Since the reviews we did some improvements to our system. So we had another review session to see if what other things have to be done. This time around, my team had a chance to look at Team Violet’s system. We were getting ideas on making packages and sub-packages since their system is structure with packages. We are having problems in making sub-packages, every time we have sub-packages in our system, one of the automated error checking tools (PMD, findbugs, checkstyle, and JUnit) gives a warning. So we are figuring out a way to correct the warning.

I had a chance to look into Team Violet’s library code. I was looking for a way to find the length of tables displayed on a given web page but did not know what the command to find the length is. Team Violet had the answer: response.getTables().length; I did not know that this works, but now I know and I can change my part of the system without using try and catch statements.

We had Team Yellow’s members review our system. One of the members (J. Zhou) did not review our system – C. Okada and I still cannot find any reviews made by him and still did not receive an e-mail stating that he reviewed our system. We sent out e-mails to all Team Yellow’s members, and only J. Zhou did not review. We did get a feedback from other Team Yellow member, he was able to catch Javadoc errors, JUnit warning, also suggested us to look at another team’s system on how to improve our Emma line coverage (automated error tool).
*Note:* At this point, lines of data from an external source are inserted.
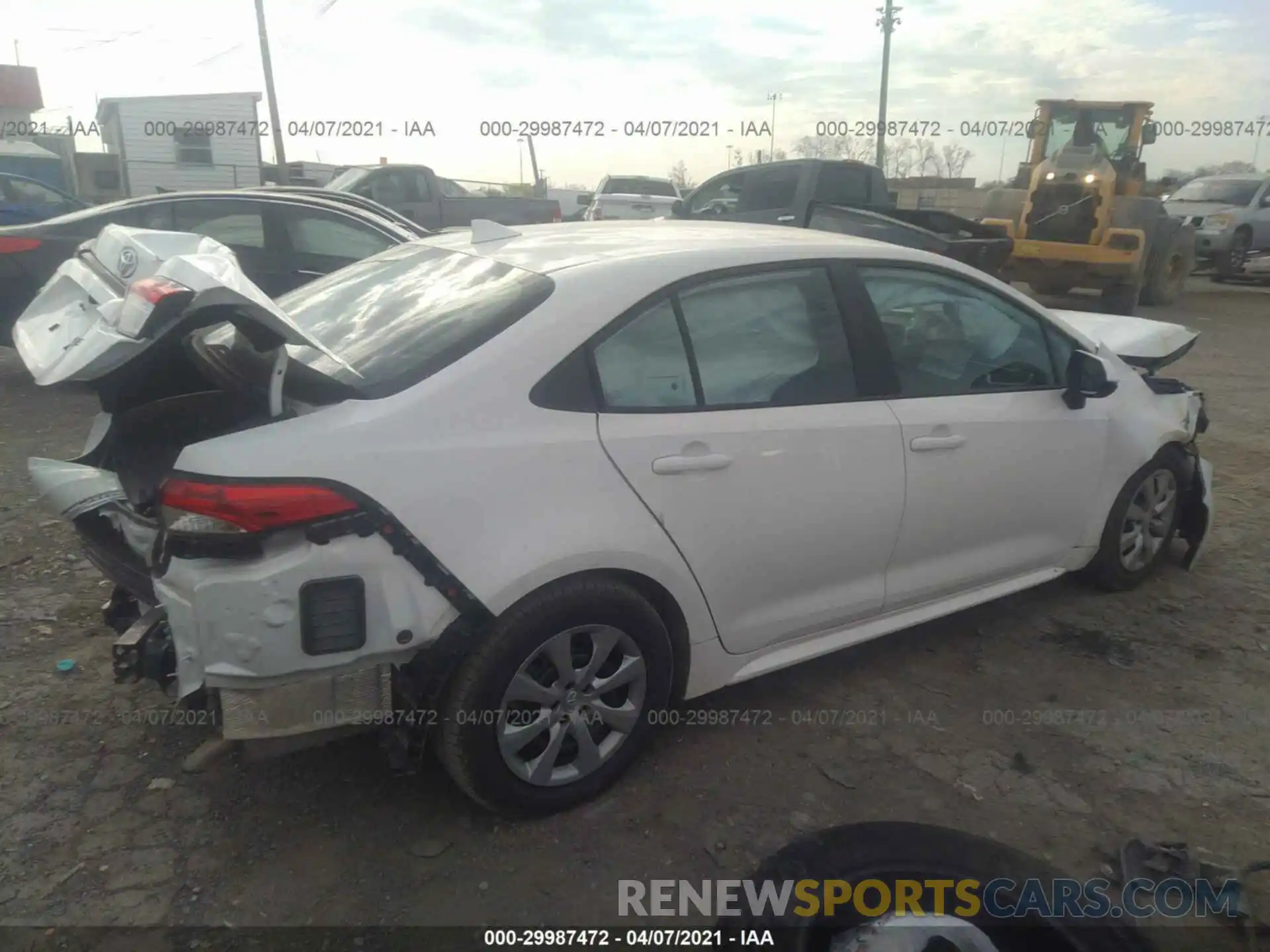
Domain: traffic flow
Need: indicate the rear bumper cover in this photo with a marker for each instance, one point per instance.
(1198, 514)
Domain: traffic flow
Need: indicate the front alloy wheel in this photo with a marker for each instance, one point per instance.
(1148, 522)
(572, 705)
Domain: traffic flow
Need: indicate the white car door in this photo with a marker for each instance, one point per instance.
(999, 469)
(732, 408)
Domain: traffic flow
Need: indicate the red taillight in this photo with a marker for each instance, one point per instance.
(243, 507)
(11, 245)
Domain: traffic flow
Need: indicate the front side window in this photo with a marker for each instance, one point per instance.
(328, 235)
(718, 197)
(769, 339)
(951, 337)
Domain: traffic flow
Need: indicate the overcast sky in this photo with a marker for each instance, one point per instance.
(456, 63)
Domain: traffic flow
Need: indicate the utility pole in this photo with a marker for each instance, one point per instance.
(280, 157)
(888, 22)
(771, 153)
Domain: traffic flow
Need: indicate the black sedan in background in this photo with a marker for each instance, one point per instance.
(284, 238)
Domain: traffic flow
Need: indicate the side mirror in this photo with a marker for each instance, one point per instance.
(1086, 380)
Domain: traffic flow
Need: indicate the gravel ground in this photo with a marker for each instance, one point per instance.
(955, 723)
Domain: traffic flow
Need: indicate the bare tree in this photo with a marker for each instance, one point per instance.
(680, 177)
(818, 147)
(955, 158)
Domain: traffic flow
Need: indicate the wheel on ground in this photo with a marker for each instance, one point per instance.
(559, 699)
(1122, 299)
(1050, 287)
(1142, 524)
(1166, 282)
(1232, 262)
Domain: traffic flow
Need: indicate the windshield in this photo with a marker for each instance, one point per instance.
(403, 315)
(640, 187)
(347, 179)
(1108, 128)
(1224, 190)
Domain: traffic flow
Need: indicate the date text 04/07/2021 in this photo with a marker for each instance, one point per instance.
(626, 938)
(626, 128)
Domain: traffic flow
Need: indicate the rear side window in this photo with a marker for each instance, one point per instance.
(770, 190)
(843, 184)
(769, 339)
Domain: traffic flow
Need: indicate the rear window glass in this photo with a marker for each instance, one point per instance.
(404, 315)
(640, 187)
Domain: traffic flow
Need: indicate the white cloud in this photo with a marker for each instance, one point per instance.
(459, 63)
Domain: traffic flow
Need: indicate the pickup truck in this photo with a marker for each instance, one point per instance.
(1231, 215)
(629, 197)
(421, 194)
(842, 196)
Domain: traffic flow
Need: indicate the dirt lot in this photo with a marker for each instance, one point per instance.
(958, 729)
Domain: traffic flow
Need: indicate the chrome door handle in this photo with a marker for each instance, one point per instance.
(923, 444)
(672, 465)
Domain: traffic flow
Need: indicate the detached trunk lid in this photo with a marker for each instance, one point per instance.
(1136, 340)
(128, 287)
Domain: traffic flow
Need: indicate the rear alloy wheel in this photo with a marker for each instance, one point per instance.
(1142, 524)
(1232, 262)
(572, 705)
(559, 699)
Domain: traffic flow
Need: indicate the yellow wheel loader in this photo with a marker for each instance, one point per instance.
(1079, 214)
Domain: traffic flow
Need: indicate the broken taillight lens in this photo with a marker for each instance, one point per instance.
(235, 508)
(144, 296)
(12, 245)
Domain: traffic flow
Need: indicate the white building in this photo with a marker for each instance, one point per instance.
(172, 143)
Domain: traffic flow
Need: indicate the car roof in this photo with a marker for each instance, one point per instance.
(282, 197)
(552, 248)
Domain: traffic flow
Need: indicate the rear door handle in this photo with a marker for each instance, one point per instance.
(925, 444)
(672, 465)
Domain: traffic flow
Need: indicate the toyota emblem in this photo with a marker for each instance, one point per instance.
(127, 263)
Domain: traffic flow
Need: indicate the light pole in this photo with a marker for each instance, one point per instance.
(888, 22)
(278, 155)
(771, 153)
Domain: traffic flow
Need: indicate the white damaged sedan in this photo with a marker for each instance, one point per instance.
(521, 492)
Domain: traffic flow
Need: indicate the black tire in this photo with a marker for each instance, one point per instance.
(1052, 288)
(1107, 571)
(469, 744)
(1166, 276)
(911, 851)
(1231, 263)
(1122, 299)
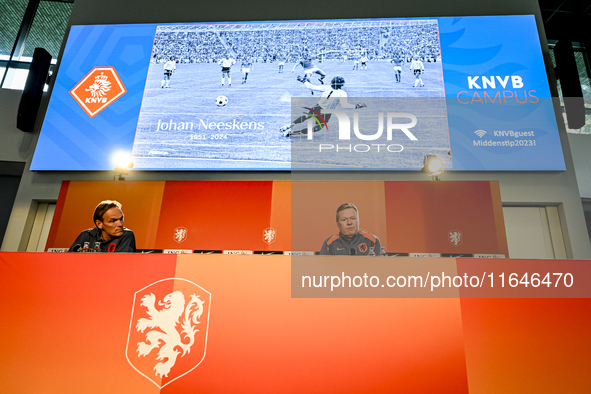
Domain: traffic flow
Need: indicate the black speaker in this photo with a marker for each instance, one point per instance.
(566, 70)
(33, 91)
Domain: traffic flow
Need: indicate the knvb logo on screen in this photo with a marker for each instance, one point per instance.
(98, 89)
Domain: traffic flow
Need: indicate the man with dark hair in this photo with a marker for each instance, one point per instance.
(108, 231)
(350, 240)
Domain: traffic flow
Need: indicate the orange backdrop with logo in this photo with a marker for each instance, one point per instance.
(71, 324)
(407, 217)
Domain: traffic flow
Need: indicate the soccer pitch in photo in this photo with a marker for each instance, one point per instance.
(183, 125)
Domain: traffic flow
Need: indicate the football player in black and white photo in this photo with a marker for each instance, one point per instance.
(398, 62)
(281, 65)
(309, 69)
(332, 96)
(246, 66)
(169, 68)
(417, 67)
(363, 60)
(226, 63)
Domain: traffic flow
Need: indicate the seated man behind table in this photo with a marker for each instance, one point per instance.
(350, 240)
(109, 230)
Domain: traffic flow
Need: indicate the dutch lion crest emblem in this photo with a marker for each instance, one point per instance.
(100, 86)
(167, 326)
(166, 337)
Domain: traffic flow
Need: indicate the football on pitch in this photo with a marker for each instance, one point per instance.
(221, 101)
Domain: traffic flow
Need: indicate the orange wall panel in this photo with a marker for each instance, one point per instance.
(217, 215)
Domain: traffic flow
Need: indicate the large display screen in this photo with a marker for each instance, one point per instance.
(221, 96)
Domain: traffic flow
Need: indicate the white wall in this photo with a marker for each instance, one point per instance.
(558, 188)
(581, 150)
(14, 144)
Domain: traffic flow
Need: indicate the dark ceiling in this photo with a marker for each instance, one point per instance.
(568, 19)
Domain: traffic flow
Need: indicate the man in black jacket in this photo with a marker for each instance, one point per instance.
(108, 231)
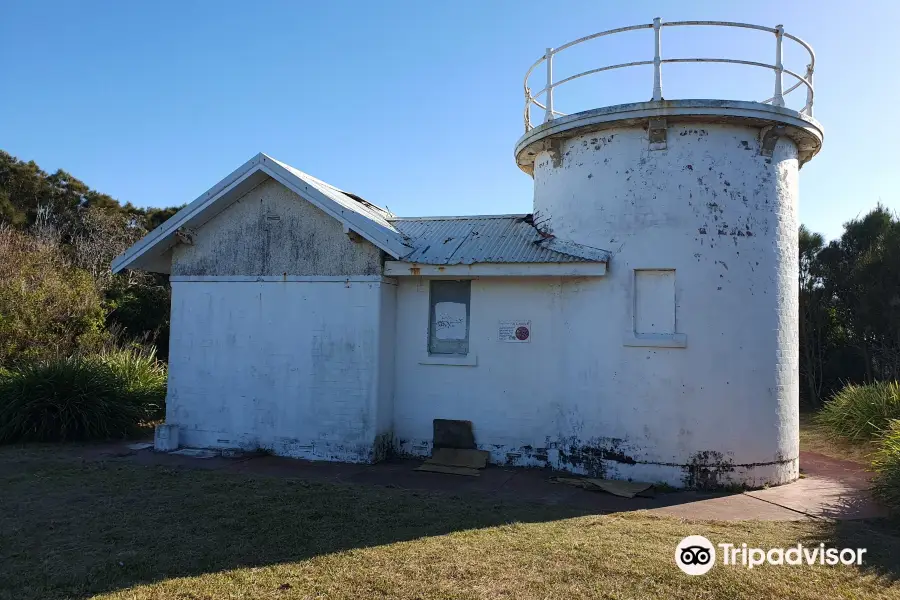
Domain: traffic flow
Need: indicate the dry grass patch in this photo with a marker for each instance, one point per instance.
(72, 529)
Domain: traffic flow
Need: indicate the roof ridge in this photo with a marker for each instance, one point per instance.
(459, 217)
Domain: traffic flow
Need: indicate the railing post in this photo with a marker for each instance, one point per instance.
(527, 114)
(548, 116)
(779, 67)
(657, 63)
(809, 93)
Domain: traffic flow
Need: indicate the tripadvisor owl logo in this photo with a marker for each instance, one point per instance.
(695, 555)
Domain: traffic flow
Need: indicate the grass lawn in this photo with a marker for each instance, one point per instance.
(72, 528)
(816, 438)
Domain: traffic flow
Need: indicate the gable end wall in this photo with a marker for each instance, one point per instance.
(273, 231)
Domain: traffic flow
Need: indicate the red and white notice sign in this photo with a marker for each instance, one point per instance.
(515, 331)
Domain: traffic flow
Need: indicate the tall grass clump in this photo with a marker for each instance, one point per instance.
(886, 464)
(861, 413)
(81, 397)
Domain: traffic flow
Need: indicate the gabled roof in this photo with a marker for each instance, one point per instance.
(364, 218)
(487, 239)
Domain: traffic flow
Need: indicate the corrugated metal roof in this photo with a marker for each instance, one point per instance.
(345, 199)
(487, 239)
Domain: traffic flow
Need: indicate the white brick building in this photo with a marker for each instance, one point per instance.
(640, 323)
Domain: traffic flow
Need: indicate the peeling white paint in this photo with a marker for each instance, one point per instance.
(694, 384)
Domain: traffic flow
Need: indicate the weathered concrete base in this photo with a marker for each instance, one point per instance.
(165, 438)
(706, 471)
(292, 448)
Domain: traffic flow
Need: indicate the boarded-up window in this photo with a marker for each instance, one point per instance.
(654, 302)
(448, 332)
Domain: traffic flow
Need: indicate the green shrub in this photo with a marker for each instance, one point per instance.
(886, 463)
(861, 412)
(140, 377)
(81, 397)
(48, 308)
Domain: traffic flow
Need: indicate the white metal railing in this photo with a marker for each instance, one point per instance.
(777, 98)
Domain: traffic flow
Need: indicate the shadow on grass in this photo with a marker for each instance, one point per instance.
(72, 528)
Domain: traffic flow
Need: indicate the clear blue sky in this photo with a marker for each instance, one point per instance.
(416, 105)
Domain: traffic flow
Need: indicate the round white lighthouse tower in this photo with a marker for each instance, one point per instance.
(697, 201)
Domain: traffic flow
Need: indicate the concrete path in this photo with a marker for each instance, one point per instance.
(829, 488)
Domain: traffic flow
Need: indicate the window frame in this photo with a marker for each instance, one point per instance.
(449, 352)
(652, 340)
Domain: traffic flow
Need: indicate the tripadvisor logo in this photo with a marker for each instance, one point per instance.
(696, 555)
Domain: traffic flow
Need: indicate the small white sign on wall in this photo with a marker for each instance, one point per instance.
(450, 321)
(515, 331)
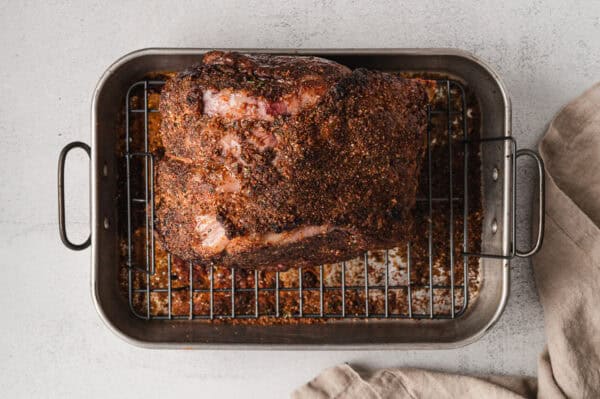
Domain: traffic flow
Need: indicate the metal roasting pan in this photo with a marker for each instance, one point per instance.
(498, 152)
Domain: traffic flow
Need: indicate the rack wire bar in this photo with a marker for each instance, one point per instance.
(410, 288)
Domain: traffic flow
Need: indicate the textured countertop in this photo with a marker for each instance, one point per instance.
(52, 343)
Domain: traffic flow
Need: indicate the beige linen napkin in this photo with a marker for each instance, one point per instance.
(567, 273)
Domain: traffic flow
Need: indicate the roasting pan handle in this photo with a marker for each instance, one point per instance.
(542, 202)
(62, 228)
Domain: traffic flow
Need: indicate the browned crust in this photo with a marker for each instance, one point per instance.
(352, 162)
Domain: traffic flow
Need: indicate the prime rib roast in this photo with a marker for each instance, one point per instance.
(273, 161)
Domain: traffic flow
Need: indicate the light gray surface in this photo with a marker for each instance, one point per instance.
(53, 344)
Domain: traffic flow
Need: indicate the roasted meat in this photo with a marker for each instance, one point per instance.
(278, 161)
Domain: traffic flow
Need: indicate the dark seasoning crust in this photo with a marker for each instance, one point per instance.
(289, 304)
(327, 159)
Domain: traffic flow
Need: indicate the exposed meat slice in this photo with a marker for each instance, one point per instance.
(312, 164)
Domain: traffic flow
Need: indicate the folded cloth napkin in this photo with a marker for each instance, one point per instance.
(567, 273)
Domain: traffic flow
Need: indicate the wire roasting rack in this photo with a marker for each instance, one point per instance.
(428, 290)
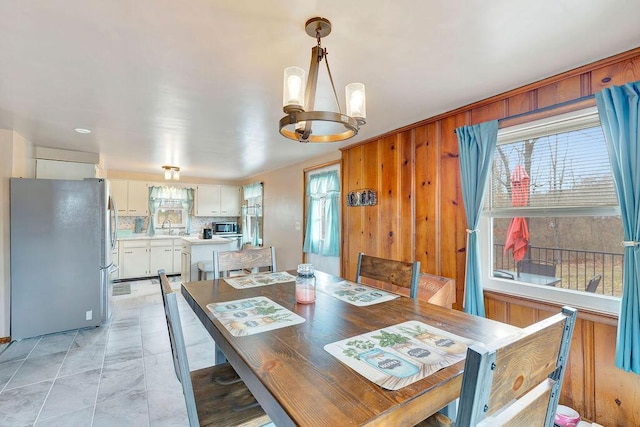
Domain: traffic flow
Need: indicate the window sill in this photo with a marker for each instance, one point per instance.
(600, 308)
We are using Google Project Host’s built-in review tool. The first time around I had some complications in using the review tool. There were some points where it did not let me publish my comments into the code, and other times where I did not need any comments to be published. This time around, I had no problems in publishing my comments, but I hated the fact that I have to look for a file all over again starting from the system’s main directory. Only if it stays in the same directory that I am on, it will make life a little easier. I also want my comments to be published with one of the issues, in the Google Project Host’s Issue Manager, instead of seeing my comments in one of the commit logs. If the review tool let us pick where we want to post our comments, in one of the issues or in the commit log, it will be excellent in my standards. For now, Google Code Host’s review tool is awesome, but will be better with my ideas in (ha ha ha ha!).